The best sitcoms are never purely star vehicles. From the Mertzes on I Love Lucy to "Hot Lips" Houlihan on M*A*S*H to the endearingly wacky crew around Jim Parsons in The Big Bang Theory, the right “supporting cast” can jack a show up from good to great.
That’s one of the reasons John Mahoney, who died in Chicago Sunday at the age of 77, will both be missed and will live on – because as the father of Kelsey Grammer’s Frasier Crane on Frasier, he made the show better.
The British-born Mahoney, who played dozens of TV, movie, and stage roles over several decades, made his biggest splash as Martin Crane, the guarded, sometimes world-weary, sometimes sharp-tongued, and ultimately poignant father of the neurotic Frasier and his almost-as-neurotic brother Niles (David Hyde Pierce)
Martin was a retired cop who became a security guard because he hadn’t gotten law enforcement out of his blood. This gave him a grounding in sensible, rational thinking that placed him in humorous contrast to his son Frasier, who as a psychiatrist was nominally in the business of guiding people toward rational, sensible thought, but whose own life was a maelstrom of insecurities.

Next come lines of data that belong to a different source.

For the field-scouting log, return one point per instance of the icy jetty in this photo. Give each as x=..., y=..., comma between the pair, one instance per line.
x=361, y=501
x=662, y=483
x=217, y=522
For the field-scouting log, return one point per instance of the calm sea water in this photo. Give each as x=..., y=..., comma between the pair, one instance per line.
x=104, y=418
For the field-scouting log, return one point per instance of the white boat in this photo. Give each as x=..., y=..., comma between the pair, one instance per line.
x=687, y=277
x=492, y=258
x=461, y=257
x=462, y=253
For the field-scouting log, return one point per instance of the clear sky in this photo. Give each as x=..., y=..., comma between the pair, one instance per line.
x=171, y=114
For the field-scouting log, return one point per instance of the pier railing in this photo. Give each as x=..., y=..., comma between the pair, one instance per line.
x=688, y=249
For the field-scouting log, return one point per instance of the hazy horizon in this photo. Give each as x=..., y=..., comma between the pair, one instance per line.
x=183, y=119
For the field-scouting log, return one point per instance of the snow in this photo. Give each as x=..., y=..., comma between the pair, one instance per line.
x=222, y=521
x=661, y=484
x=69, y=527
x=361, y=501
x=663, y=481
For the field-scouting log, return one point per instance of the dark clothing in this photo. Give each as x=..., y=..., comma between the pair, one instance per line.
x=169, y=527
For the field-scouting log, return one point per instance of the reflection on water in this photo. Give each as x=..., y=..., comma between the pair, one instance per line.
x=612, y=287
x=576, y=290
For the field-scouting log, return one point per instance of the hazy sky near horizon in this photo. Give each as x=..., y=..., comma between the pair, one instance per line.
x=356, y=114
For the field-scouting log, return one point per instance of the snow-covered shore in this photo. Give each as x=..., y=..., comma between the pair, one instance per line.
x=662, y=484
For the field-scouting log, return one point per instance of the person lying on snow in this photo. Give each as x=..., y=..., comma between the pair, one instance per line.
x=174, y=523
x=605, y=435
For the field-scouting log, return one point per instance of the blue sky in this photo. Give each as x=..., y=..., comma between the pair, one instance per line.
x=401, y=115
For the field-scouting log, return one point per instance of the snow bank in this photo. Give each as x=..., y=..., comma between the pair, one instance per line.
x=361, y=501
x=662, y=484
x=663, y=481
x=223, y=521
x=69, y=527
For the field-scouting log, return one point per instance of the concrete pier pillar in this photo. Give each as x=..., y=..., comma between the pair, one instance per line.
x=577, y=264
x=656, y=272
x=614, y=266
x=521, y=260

Unlike many sitcom parents – often mothers in recent years – Martin didn’t live for situations where he could thrust himself into his sons’ lives.
In fact, he had a life of his own, establishing friendships with people like Roz (Peri Gilpin), the Good Old Girl who produced Frasier’s call-in radio show and even solving a long-nagging cold case from his detective days.
Martin didn’t leave a book of cracking one-liners because Frasier, like all the best sitcoms, wasn’t written to set up stand-alone jokes. Martin did better than that. His humor ran toward reflections like, “In school, we learn the lesson before we take the test. In life, we take the test before we learn the lesson.”
That didn’t mean he didn’t occasionally step up. One time he talked about putting a boot on his daughter-in-law’s car, and when someone suggested that must have been tough, Martin said, nah, “The real trouble was getting four guys to pick up and move it closer to the hydrant.”
Unlike many sitcom characters who are totally unfiltered, Martin had walls. He still hadn’t recovered from the death of his wife six years before he moved in with Frasier. He admitted he had problems with relationships, and he had been distant from both Frasier and Niles for many years.
These shadowy backstories fueled the comedy nicely at the same time it raised questions about what Martin was silently nursing.
The reticence also created an interesting parallel to Mahoney’s own life. The seventh of eight children, he left what he later called a relatively unhappy home and decamped to America on the sponsorship of his sister Vera, a war bride.
He became a teacher and edited a medical journal for years before deciding in his mid-30s that because performance had always fascinated him, he needed to give acting a try.
He spent a decade in theater, winning a Tony for The House of Blue Leaves, before he landed roles in a series of movies that included Tin Men, Eight Men Out, In the Line of Fire, and The American President.
In The American President, he played Leo Solomon, the boss of Annette Bening’s Sydney Wade, and scored one of the film’s most memorable moments when he warned her against dating Michael Douglas’s President Andrew Shepherd.
Doing that puts you on an egg timer, he tells her, and it will subsume your own life. No sooner has he said this than his secretary walks in and casually refers to Sydney as “the president’s girlfriend.”
“There’s never an egg timer around when you need one,” Leo says.
Mahoney also had a memorable TV run as one of Gabriel Byrne’s patients on the intense In Treatment. But many of his roles, like on Hot in Cleveland (right), drew on the kind of dry, understated, almost casual humor he had practiced on Frasier.
Off-screen, Mahoney was known largely for not being known. He never married and spoke little about his private life. But if he didn’t have another role that rivaled Martin Crane, Martin was enough to make him an essential piece of a classic television show that made television better.